When subscribing to Syntasa monitoring and managed services, there are several data checks and notifications that are configured so that the team can provide fast remedies when needed. The setup of the monitoring services consists of two parts: the gathering of needed system information and the analysis and notifying of specified scenarios based on the information.
Information gathering
The needed system information to be gathered is configurable per data type. Each data type is configured on the Syntasa environment based on the desired monitoring. For the configured data types, the gathered data is sent to the Syntasa services team for analysis and monitoring.
Job execution
Each job running throughout the Syntasa platform creates operational data recording the start, finish, status, execution time, etc. of the job. This information can be seen in each job's Operations - Activity Logs screen. The job execution data is used to monitor the current status and trends of scheduled job executions.
Cluster information
Each job running throughout the Syntasa platform utilizes and starts a cluster, templatized and named Runtime in the Syntasa platform, on the cloud environment to execute the jobs. Also, users can take advantage of the Interactive Mode while building and testing an app to start a cluster indefinitely. The cluster information is used to monitor the current status and trends of cluster use.
User-defined events
User-defined events created in the Syntasa platform enable users to define scenarios, for example, a certain file arriving in a specified location, that can then be used to kick off a job. The creation of user-defined events produces event log data that can be examined for anomalies or missing files.
Table metadata
Each table available and being written to by the Syntasa platform has metadata capturing the existing/created partitions, the number of rows per partition, etc. This is seen as the State tab of a table node in an app. The table metadata is used to identify missing partitions and irregularities in the number of rows within a partition of a table.
Analysis and monitoring
The data types configured to be gathered are received and processed automatically regularly. Each data type can be utilized to perform various near real-time checks as well as long-term trends to ensure the current and potential future health of the Syntasa platform.
Job health
Analysis and monitoring can be configured per job and are performed for numerous situations. The very basic check is if the status of a job has moved to Failed or is running longer than normal, but the monitoring services go further to analyze the trend and pattern of the jobs' start and end times to ensure the jobs are running within their normal timeframe.

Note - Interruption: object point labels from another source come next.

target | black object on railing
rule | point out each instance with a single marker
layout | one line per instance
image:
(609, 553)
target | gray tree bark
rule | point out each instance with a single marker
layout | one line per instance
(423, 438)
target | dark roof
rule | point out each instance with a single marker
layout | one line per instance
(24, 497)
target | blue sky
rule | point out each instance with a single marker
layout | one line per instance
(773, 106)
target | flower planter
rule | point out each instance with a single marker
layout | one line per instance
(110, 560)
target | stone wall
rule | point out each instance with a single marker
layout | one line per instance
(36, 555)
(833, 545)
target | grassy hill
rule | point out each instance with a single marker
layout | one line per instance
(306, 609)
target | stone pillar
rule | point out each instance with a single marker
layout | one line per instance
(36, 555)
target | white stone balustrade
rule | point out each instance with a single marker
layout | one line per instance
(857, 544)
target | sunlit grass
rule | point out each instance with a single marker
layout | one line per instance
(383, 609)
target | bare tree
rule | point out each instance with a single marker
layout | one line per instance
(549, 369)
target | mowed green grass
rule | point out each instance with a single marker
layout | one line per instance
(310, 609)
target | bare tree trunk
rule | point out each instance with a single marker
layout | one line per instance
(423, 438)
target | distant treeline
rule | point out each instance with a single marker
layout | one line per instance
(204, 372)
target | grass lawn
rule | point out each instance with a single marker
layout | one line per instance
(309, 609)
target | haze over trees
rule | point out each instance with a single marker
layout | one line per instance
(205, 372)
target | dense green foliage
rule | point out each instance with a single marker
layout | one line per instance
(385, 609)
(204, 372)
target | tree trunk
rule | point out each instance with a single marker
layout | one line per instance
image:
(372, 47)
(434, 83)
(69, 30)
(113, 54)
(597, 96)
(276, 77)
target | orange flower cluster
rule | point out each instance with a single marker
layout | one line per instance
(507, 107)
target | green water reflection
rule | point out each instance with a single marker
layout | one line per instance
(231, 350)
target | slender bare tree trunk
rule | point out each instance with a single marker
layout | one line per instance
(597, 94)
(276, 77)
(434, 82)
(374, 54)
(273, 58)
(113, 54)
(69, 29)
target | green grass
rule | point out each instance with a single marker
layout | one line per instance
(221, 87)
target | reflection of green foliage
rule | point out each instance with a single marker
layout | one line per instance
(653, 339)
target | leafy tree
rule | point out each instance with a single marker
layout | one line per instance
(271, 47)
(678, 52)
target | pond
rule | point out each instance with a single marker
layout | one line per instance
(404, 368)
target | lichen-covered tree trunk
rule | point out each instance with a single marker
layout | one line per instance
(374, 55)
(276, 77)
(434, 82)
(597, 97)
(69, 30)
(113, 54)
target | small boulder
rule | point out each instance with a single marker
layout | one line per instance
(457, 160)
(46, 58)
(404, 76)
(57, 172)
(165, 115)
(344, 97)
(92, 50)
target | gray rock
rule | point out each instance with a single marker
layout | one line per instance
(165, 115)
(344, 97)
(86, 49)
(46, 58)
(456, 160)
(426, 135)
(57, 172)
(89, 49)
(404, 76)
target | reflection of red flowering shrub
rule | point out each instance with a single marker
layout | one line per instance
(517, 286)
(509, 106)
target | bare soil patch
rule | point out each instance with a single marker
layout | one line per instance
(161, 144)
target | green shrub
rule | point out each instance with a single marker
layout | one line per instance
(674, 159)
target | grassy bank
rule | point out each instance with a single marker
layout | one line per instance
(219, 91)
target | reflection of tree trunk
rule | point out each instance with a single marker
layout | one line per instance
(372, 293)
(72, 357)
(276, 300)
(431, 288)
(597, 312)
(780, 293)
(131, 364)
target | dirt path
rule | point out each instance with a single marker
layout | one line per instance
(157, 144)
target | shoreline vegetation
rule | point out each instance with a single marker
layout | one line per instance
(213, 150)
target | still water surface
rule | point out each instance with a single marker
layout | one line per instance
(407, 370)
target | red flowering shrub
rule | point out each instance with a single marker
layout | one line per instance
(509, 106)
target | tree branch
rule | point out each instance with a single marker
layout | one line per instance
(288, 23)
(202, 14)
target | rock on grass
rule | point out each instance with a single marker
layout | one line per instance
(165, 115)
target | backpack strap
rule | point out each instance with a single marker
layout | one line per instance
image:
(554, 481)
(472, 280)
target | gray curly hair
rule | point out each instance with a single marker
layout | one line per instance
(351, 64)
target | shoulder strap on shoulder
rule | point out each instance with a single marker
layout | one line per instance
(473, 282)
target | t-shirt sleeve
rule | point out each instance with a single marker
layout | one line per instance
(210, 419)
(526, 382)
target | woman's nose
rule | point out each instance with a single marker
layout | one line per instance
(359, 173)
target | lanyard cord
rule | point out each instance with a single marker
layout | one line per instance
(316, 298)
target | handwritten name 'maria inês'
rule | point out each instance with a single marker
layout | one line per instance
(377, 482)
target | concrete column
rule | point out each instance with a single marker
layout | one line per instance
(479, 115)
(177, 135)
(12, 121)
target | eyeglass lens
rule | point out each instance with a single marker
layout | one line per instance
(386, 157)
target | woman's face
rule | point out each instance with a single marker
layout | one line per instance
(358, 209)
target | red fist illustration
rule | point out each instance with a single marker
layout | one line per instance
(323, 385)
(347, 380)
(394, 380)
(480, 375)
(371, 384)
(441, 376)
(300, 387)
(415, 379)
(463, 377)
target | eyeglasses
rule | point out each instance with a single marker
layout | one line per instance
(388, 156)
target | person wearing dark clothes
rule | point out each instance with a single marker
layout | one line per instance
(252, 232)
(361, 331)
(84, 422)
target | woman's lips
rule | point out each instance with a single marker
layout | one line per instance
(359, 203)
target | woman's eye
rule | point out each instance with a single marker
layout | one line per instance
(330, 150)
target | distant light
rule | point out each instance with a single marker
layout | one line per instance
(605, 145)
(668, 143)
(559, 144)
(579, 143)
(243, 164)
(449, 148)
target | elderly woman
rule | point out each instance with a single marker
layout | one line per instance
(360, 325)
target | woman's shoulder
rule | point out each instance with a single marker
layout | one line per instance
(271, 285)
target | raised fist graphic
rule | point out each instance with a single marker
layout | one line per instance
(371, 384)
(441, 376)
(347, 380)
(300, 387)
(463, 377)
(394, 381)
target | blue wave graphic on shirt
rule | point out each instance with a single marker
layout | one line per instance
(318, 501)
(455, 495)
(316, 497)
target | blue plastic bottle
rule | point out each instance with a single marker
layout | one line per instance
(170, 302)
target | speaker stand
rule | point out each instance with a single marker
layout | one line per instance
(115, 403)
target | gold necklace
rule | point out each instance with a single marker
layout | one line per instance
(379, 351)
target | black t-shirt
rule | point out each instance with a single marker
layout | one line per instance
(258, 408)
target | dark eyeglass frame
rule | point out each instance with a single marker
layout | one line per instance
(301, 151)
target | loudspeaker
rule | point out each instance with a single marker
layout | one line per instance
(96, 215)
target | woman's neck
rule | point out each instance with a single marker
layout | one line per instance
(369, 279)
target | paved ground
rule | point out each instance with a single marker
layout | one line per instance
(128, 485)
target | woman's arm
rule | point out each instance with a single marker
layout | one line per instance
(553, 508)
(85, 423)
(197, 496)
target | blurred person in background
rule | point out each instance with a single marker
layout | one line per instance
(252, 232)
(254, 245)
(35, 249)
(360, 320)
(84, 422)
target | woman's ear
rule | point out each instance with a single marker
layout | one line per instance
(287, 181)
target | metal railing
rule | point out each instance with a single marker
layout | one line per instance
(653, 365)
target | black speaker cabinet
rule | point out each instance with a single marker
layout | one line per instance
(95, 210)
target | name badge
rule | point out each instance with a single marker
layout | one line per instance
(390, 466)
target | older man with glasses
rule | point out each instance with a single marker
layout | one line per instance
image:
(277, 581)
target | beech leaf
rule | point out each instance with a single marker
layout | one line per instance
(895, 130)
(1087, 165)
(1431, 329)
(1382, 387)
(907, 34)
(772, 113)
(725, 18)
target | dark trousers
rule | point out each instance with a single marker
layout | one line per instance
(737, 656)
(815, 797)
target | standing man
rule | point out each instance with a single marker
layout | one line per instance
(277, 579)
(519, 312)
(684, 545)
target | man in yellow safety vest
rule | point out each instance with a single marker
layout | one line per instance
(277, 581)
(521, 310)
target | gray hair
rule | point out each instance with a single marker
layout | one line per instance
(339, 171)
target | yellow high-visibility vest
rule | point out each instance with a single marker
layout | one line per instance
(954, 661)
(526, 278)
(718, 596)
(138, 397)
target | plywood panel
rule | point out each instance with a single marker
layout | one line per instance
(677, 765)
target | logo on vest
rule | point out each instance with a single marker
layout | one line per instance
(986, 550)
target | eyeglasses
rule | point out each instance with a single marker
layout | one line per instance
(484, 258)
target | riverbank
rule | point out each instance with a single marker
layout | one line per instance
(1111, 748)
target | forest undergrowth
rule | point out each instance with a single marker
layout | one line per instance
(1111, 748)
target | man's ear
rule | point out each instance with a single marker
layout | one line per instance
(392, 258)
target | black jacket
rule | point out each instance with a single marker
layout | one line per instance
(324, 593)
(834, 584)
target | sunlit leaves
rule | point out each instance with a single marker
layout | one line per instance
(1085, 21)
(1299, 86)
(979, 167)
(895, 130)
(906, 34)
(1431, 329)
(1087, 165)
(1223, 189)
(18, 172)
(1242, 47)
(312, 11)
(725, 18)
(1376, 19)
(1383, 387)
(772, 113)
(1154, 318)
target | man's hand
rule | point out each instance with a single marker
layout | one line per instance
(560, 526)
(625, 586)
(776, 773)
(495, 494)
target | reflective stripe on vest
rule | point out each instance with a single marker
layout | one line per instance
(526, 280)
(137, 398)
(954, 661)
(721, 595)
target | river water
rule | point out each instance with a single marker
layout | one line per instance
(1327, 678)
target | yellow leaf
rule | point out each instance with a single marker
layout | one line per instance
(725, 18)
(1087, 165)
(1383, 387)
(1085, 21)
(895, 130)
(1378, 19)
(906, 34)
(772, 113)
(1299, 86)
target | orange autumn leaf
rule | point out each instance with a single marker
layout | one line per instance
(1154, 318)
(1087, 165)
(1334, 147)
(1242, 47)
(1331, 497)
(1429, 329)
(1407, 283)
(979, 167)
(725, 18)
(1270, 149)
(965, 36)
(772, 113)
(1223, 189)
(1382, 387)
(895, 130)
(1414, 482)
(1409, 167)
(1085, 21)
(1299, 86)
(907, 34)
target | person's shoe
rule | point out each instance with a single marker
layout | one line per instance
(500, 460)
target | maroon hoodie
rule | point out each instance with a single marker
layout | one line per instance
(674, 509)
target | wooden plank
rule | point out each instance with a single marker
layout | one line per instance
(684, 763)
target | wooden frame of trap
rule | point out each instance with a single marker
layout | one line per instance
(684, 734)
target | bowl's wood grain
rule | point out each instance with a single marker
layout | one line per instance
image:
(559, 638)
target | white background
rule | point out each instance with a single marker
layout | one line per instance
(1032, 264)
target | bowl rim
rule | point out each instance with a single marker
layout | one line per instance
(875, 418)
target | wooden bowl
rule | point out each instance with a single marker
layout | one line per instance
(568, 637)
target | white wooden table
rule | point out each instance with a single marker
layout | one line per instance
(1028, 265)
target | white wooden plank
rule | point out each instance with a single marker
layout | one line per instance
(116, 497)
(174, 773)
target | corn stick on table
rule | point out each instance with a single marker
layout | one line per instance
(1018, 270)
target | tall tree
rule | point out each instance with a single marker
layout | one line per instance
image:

A job may not have started within its regular timeframe due to several scenarios, for example, a user may have temporarily turned off the schedule of a job and forgot to turn it back on; a job is scheduled not by time but based on an event and that event has failed to trigger in its regular timeframe; or a service outage at the Syntasa platform or cloud provider level.
Furthermore, the regularly gathered job execution data is analyzed for trends like a gradual increase in execution time. Such a scenario would not be seen by viewing a handful of recent executions but signaled by analysis of the executions over a period of time. Such an increase may not be an issue as it could be related to an increase in the amount of data being processed, but it could point out a needed optimization in the app or Syntasa platform.
Cluster status
The clusters that are started by jobs or in an ad-hoc manner via the Interactive Mode produce status and log data capturing runtime type, uptime, etc. The gathered cluster information is monitored for abnormalities such as running longer than normal or beyond a specified threshold. Such a situation can lead to unwanted costs from the cloud provider and can be a source for notification to be remedied by the Syntasa services team.
Event regularity
User-defined events may be created, for example, to listen for a regularly received data file that may, in turn, be used to kick off a job, as opposed to having the job scheduled at "best guess" time. Similar to the analysis of job execution data for missing jobs, the gathered user-defined event log data is monitored and analyzed for missing or late events, for example, an expected data file that has not been received in its normal timeframe.
Such a timeframe is dynamic and based on recent events, based on the gathered user-defined event log data, instead of setting a hard-coded timeframe. This allows the notifications to be flexible and adjust automatically.
Data integrity
Beyond verifying that the jobs ran successfully and on time, the gathered table metadata is analyzed to ensure the jobs processed and produced the amount of data that is expected. The metadata's recent entries are reviewed for patterns discerning the timing of when a new partition is created and how much data exists per partition.
Missing partitions or peculiarities in the number of rows per partition create notifications that are examined to ensure the data is complete. The analysis may result in no issue as, for example, there had been a decrease in the amount of data received, or there very well may have been an issue with the processing of the data within the app or upstream in the data that was delivered to the Syntasa platform.
System heartbeat
In addition to specific data types gathered coinciding with operational and business analysis and monitoring, the regularly gathered information serves as a heartbeat for the Syntasa platform. Similar to reviewing metadata of tables within the monitored Syntsasa environment, metadata of the gathered monitoring information is reviewed to ensure the data is being received in a regular pattern. A missing heartbeat could be a simple hiccup or be a symptom of a wider problem within the monitored Syntasa environment.